Military units go as small as four, and this is a DM-heavy board. A leader makes for a great NPC. A leader who leads entire cities or armies makes for a very compelling and dangerous NPC.
A D&D party isn't a military unit.
The other PCs are not the "warlord's" subordinates.
There is no war, no army, no nation, no battlefield - unless the campaign explicitly goes there. The warlord neither fights in a war, nor is he a lord of anything.

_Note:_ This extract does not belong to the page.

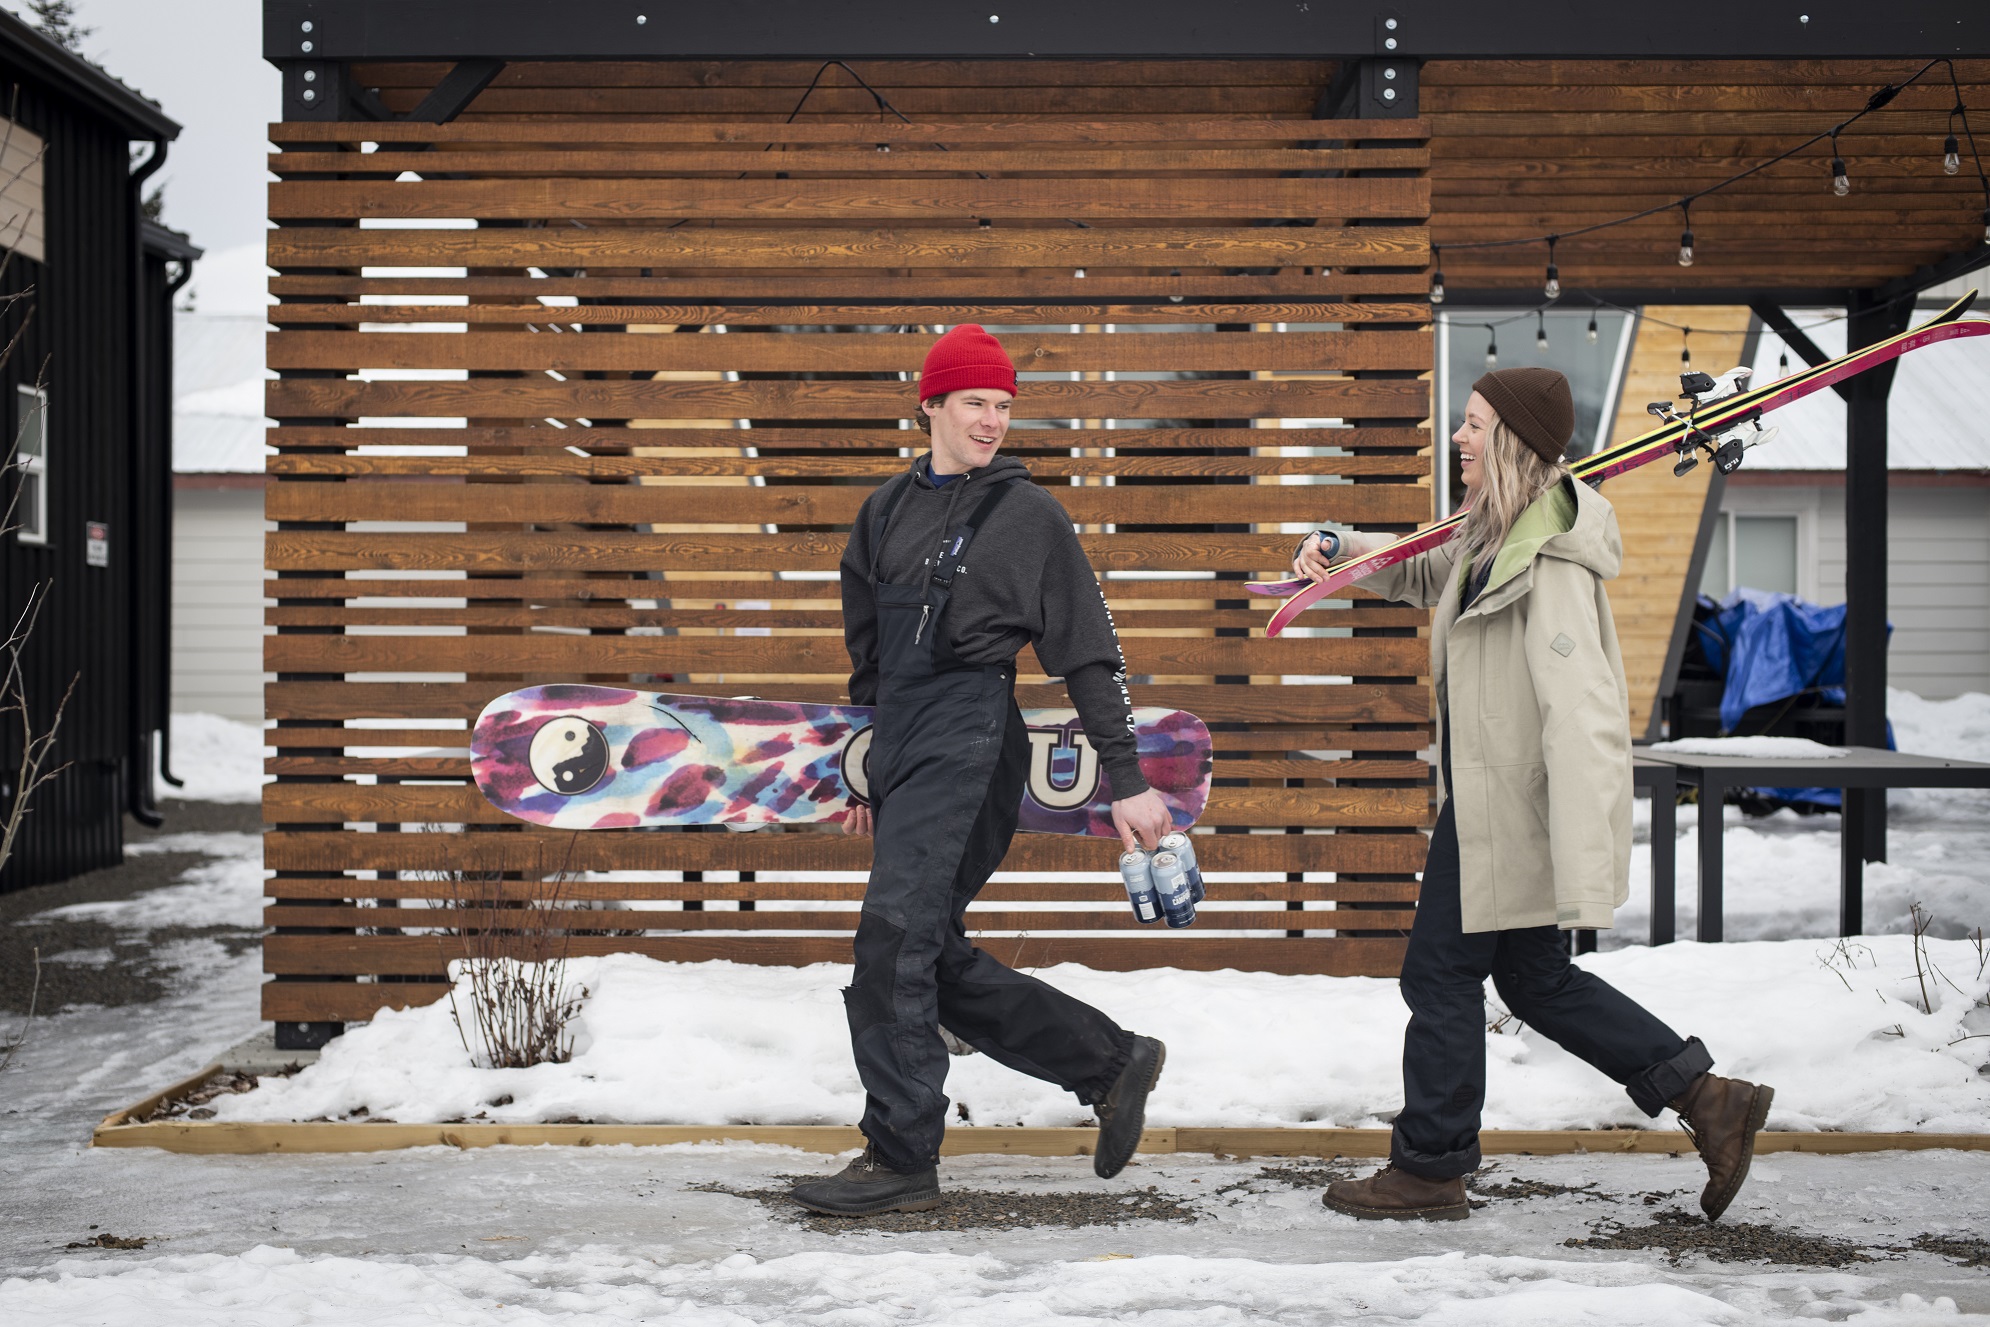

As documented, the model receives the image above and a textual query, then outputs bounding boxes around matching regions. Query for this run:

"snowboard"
[1253,291,1990,636]
[472,685,1212,837]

Worst of all, this "class" affects the archetypes of other, actually legitimate-in-a-D&D-party archetypes. Your fighter is an independent type? Too bad, someone else took "warlord", so now you're an implied mook. Brings a whole new meaning to the warlord using some random ability which involves ordering about his "friends" with some "Feather Me Yon Oaf" bollocks, and the paladin turning around and saying, "Oh yeah? Who's going to make me? You and which army?"
Which says it all really, because the "warlord" should be in an army, not in an adventuring party.
I'm happy to be proved wrong, but that's what it's looking like from here. It's looking like some marketing stunt for the miniatures game, based on a bunch of crunch abilities, archetype gone out to lunch.
makes for a very compelling and dangerous NPC.
You said it. An orc warlord fits, even the name fits - he fights wars and has underlings. As a PC class, it doesn't belong in the core.